Cordova, Alaska, has long been known for its rugged terrain and strong rural roots.
But as its governor this week, Gov.
Brian Joyce, a Democrat, has a hard job: to govern while balancing his duties as a legislator with his personal interests.
In a state that has never elected a Democrat to statewide office, Joyce will be a target of the GOP.
In the early days of his career, he was known as a tea party crusader who pushed through a state law mandating that the state be redrawn to favor Democrats.
But his political career has not always been kind to the state, especially when it comes to local issues.
The Cordova Herald recently reported that Joyce, who has lived in the state since 1981, has been involved in an anti-gay marriage bill, opposed to same-sex marriage.
In 2010, he supported a constitutional amendment that would have repealed the state constitution.
Joyce’s personal life has been also fraught with controversy.
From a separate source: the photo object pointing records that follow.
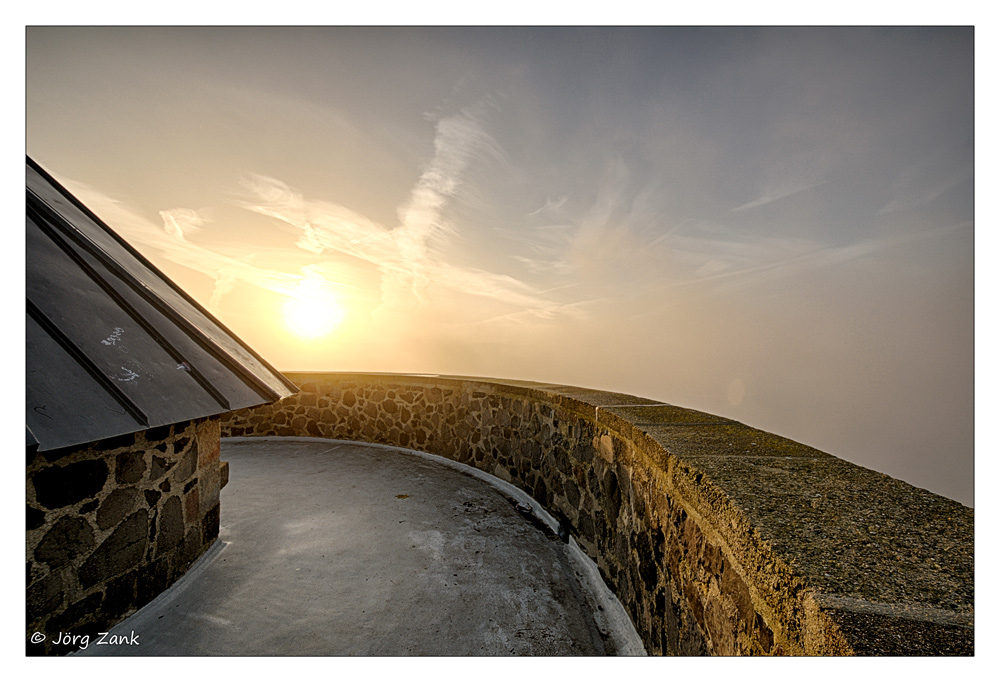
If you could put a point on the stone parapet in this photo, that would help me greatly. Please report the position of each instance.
(716, 537)
(112, 524)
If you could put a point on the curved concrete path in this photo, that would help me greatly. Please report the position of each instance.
(342, 548)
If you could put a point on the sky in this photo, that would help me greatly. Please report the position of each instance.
(775, 225)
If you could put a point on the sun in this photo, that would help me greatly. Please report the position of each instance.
(312, 311)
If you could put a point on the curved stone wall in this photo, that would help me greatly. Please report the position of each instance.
(716, 537)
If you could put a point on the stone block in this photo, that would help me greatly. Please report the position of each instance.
(120, 552)
(171, 530)
(130, 467)
(69, 540)
(61, 486)
(116, 506)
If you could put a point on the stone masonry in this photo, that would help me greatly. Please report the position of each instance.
(112, 524)
(716, 537)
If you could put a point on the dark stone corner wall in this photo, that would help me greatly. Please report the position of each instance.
(716, 537)
(112, 524)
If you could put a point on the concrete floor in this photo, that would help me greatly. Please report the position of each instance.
(340, 548)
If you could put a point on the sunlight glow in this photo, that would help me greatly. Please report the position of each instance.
(312, 311)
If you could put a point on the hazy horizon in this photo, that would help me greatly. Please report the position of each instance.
(771, 224)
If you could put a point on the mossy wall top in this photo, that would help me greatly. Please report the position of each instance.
(717, 537)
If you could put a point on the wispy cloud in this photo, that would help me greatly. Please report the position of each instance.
(408, 256)
(778, 193)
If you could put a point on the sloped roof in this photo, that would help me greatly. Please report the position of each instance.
(112, 345)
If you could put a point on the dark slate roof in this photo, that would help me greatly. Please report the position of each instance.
(112, 345)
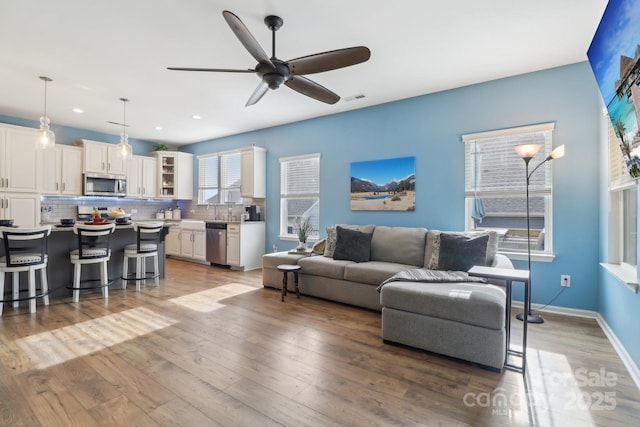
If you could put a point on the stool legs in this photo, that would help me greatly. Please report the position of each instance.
(1, 291)
(15, 276)
(284, 285)
(156, 270)
(125, 271)
(104, 279)
(45, 285)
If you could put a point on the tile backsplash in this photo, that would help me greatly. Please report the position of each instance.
(55, 208)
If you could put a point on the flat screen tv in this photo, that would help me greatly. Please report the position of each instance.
(614, 55)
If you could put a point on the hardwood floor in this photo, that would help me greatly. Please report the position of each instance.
(213, 347)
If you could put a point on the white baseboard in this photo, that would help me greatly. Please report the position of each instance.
(611, 336)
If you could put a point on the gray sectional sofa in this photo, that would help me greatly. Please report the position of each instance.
(462, 318)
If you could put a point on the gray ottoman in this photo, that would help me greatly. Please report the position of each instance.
(461, 320)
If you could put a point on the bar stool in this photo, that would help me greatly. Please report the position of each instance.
(25, 249)
(94, 247)
(147, 241)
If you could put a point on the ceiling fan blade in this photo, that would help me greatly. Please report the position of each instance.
(257, 94)
(312, 89)
(214, 70)
(327, 61)
(245, 37)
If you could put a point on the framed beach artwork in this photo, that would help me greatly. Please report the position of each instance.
(384, 185)
(614, 56)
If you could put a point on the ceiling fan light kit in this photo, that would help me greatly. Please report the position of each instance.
(274, 72)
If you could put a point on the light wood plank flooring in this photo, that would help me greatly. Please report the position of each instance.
(213, 347)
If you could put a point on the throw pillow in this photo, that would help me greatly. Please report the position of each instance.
(352, 245)
(331, 235)
(318, 247)
(330, 245)
(460, 253)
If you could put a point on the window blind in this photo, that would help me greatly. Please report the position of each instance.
(208, 179)
(299, 176)
(619, 176)
(492, 166)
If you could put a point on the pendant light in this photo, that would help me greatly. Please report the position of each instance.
(125, 148)
(46, 137)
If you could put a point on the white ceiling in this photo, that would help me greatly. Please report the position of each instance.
(99, 51)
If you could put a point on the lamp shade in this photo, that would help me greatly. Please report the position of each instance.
(527, 151)
(557, 153)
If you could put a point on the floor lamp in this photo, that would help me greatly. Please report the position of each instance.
(527, 151)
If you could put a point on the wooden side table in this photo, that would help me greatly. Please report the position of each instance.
(286, 268)
(509, 276)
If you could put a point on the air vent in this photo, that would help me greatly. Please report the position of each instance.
(355, 97)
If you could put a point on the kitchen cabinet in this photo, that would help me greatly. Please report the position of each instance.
(172, 241)
(188, 240)
(62, 172)
(100, 157)
(193, 244)
(245, 244)
(174, 174)
(141, 177)
(253, 172)
(19, 171)
(22, 208)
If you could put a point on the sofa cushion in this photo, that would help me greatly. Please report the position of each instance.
(402, 245)
(330, 245)
(352, 245)
(460, 253)
(432, 249)
(318, 247)
(273, 260)
(470, 303)
(323, 266)
(373, 272)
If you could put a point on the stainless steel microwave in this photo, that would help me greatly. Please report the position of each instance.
(105, 185)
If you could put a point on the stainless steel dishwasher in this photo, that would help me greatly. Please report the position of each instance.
(217, 242)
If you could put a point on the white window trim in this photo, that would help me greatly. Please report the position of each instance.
(283, 219)
(548, 254)
(623, 272)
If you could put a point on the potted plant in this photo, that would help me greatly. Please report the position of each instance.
(304, 227)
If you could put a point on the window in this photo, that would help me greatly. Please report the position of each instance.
(495, 188)
(208, 179)
(299, 193)
(219, 178)
(623, 216)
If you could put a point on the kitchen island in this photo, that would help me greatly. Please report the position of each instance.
(60, 270)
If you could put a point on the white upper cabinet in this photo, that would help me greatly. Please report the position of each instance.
(174, 174)
(253, 169)
(18, 159)
(62, 173)
(141, 177)
(100, 157)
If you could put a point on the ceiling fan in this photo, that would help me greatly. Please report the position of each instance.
(274, 71)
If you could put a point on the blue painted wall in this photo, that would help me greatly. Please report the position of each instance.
(68, 135)
(616, 303)
(430, 127)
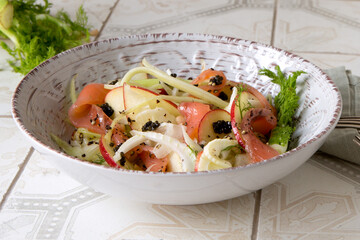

He has been married twice, with his first wife, Linda, the mother of his two children.
In 2009, he married the mother-in-law of his first daughter, who is now his wife of nine years.
The couple have been divorced three times.
In 2012, Joyce became the first governor to publicly declare he was gay, which angered some in the gay rights community, but he was able to maintain his job.
The governor, who was reelected in November, is the third governor in Alaska to run for statewide office and has already won two election races, and the first Democrat to do so since 2003.
On Tuesday, Joyce’s opponent, Republican Matt Cramer, said he supported the governor’s stance on gay marriage.
“I’m not a politician.
I’m a businessman,” Cramer said in an interview with The American Reporter.
“And I’ve never been a big fan of gay marriage either.
But the state is a pretty diverse place, and I’ve got to go back and find a place that’s a little more inclusive.”
Joyce has also been outspoken about his opposition to the Alaska State Troopers union, a union that represents state troopers, and he has supported an effort to create a state fund to compensate troopers who have lost their jobs, according to the Anchorage Daily News.
The union has opposed the governor, and Cramer has repeatedly argued that he should not be paid as much as other state employees.
Joyce, for his part, has taken a harder line on civil rights.
The last governor to hold office in the sparsely populated state, he has also pushed a bill that would require police chiefs to wear badges, and has called for an end to the death penalty.
In 2011, he proposed an amendment to a state constitution that would bar the use of the death-penalty as a punishment for felonies, but the measure died in committee.
“This is not about me,” Joyce told The American Press in 2013, in response to criticism that he had been too hard on the law enforcement community.
“My job is to serve the people of Alaska.”
The Cordovan Herald is a local news organization based in Cordova.
The Associated Press contributed to this report.